Maybe such transient maladies wouldn’t matter so much but I’m just not connecting with some of these tracks at all. “The Transcendence of Existence” is unfortunately a woeful way to end the album, slogging past at speeds a beached jellyfish would consider pedestrian alongside a multitude of vocal sins including an out-of-key clean chorus and some antiphrodisiac whispered sections that made my skin crawl clean off my body like a bathrobe made of centipedes. Two instrumental tracks occupy introductory and penultimate places on the album, but at a whisker over a minute each neither adds much of anything worth fighting to retain. Honestly it’s been something of a struggle to find noteworthy positive things to comment on, which is why I’ve wound up padding the review with questionably relevant discursions on anal sex and borscht. Still, sporadic moments of more enthusiastic enjoyment do occur, which is slightly frustrating in that it hints at a more violent, voracious demeanour hidden somewhere within the album that is sadly more content to remain concealed much of the time. “Adepts of Chaos” detonates with a tyrannical landslide of slams and blastbeats to commence hostilities. The ever-hungry revenant of Cannibal Corpse stalks “LCF” and it’s bouncy chromatic grooves. Praise where it’s due also gets lobbed towards the producer’s chair, sat as it is at that marvellous nexus at which clarity and crunch commingle.

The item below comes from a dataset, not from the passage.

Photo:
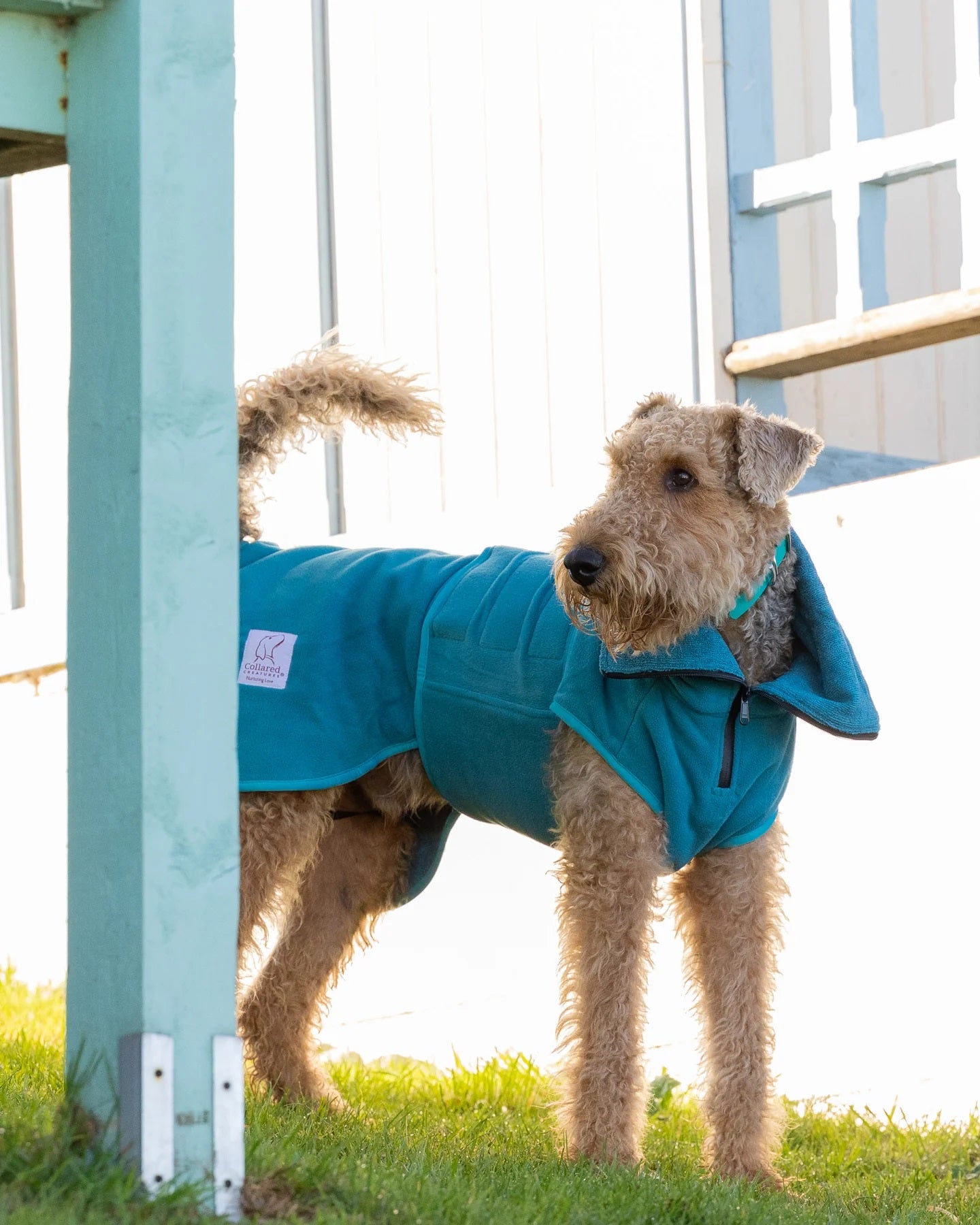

In the end, when taken as a whole “Contra Christum” can broadly entertain in a nourishing but unexceptional way, like one of those sandwich/snack/drink meal deals you get from the shop. I’m sure plenty will enjoy this more than I did, but even so I can’t see Sodomic Baptism wrestling anyone else for a top 5 slot in the end of year list. What’s here is largely just passable with a few glaring missteps and a dainty handful of more exultant moments. Is that enough to contend favourably with, say, Death Whore and the adrenalized berserker of an album they dropped this year? I doubt it. Now if you’ll excuse me, I have a hairbrush to remove.